Família suspeita de envolvimento em crime foi recolocada no assentamento pela Polícia, diz MST

O episódio no assentamento Jacy Rocha também tem relação com uma família suspeita de envolvimento com tráfico de drogas, que morava na área, segundo o movimento.

Em nota, o MST diz que, em 27 de agosto, o assentamento foi “surpreendido” pela Polícia Militar, que teria chegado fortemente armada para escoltar o superintendente do Incra na Bahia, Paulo de Emmanuel Macedo de Almeida Alves. O MST acusa a PM de entrar em área de competência da Polícia Federal “sem apresentar comprovação que embasasse a extrapolação da competência”.

Na ocasião, de acordo com o movimento, a operação “entrou e colocou no lote uma família que tem relação direta com o tráfico de drogas”.

Segundo ata de Assembleia Geral do assentamento, à qual CartaCapital teve acesso, os integrantes do MST decidiram expulsar da área, com aprovação unânime, um casal de associados em 31 de julho de 2019. A exclusão foi motivada por infrações de quatro itens no estatuto do movimento.

Os itens infringidos, de acordo com o documento, foram: não residir com a família no assentamento, após a conclusão das moradias; a ausência por mais de 30 dias do assentamento, sem autorização ou motivo justificado; porte de arma de fogo no assentamento; não comparecimento por três dias de trabalho coletivo consecutivo ou seis dias alternados, durante o mês, sem motivos justificados.

O casal teve a oportunidade de se defender na Assembleia, mas se recusou a assinar o recebimento da circular, diz a ata.

Segundo integrante do MST que não quis se identificar, a família expulsa retornou ao assentamento em 27 de agosto, com a Polícia Militar, trazendo mais 13 pessoas.
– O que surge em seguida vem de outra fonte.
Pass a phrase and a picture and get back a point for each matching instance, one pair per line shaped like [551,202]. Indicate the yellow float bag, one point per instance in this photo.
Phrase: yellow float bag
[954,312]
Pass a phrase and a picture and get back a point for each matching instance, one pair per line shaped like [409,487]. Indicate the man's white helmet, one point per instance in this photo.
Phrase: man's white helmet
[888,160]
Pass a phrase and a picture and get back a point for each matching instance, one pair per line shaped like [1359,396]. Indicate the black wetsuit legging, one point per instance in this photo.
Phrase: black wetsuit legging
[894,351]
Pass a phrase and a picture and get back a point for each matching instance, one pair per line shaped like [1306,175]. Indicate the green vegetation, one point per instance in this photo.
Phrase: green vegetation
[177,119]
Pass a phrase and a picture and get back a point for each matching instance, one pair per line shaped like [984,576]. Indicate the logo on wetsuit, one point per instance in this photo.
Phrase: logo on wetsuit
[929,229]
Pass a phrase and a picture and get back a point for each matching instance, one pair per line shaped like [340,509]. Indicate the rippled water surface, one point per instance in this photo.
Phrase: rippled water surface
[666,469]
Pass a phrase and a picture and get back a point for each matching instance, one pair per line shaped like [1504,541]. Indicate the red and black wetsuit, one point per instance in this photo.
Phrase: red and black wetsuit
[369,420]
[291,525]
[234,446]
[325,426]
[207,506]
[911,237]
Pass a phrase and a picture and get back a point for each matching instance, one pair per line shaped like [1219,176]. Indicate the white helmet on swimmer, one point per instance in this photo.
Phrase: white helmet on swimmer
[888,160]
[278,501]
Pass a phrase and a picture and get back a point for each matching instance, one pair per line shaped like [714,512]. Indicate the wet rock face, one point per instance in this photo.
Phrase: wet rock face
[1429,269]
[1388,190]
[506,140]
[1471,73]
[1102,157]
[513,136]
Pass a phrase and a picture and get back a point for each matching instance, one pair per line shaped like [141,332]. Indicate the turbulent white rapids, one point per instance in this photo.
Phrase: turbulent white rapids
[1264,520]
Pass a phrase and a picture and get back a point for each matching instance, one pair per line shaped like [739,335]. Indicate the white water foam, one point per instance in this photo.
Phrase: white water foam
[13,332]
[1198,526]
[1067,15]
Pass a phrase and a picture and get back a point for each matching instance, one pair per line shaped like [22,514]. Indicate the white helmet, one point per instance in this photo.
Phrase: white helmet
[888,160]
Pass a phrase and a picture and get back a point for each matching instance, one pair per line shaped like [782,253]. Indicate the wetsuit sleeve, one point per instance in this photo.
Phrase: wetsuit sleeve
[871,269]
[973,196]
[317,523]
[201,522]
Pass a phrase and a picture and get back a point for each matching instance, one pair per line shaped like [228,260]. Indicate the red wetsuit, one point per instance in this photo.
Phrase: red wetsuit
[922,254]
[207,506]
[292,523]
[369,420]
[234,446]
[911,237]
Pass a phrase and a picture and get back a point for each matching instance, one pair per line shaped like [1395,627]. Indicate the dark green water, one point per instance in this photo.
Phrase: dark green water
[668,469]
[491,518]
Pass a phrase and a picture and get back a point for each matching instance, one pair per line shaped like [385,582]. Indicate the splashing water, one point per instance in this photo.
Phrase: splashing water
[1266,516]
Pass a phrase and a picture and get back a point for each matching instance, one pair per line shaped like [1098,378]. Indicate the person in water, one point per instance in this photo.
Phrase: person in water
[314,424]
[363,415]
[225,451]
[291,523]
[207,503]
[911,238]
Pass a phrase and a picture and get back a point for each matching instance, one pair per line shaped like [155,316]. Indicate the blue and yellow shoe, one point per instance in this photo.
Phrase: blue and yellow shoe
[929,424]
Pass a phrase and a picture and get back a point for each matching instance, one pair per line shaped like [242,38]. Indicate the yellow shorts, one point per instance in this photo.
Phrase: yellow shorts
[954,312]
Em seguida, a coordenação do assentamento teria reiterado à família sobre a decisão da exclusão.

“No mesmo dia em que foram pedidos para sair, duas casas pegaram fogo. E aí, estão colocando a culpa na gente. Mas a gente tem certeza que foram eles que colocaram fogo para produzir um caos político e para a polícia aparecer no assentamento.”

Segundo o MST, a polícia tem dado suporte a “pessoas que estão causando o terror” nos assentamentos. O movimento diz que está protocolando uma denúncia contra a família.

Em nota à imprensa, o Incra diz que adotará as providências necessárias se houver comprovação de beneficiários da reforma agrária no crime.

“Em respeito às famílias dos nossos assentados que vivem no local e para assegurar a defesa ao patrimônio público, caso fique comprovado o envolvimento de beneficiários da reforma agrária no crime, o Incra adotará as providências administrativas e judiciais necessárias – respeitando o devido processo legal – a fim de promover o cancelamento dos contratos de concessão de uso dos assentados envolvidos e a exclusão dos mesmos no Programa Nacional de Reforma Agrária, independente das demais medidas legais eventualmente cabíveis contra os acusados”, diz nota.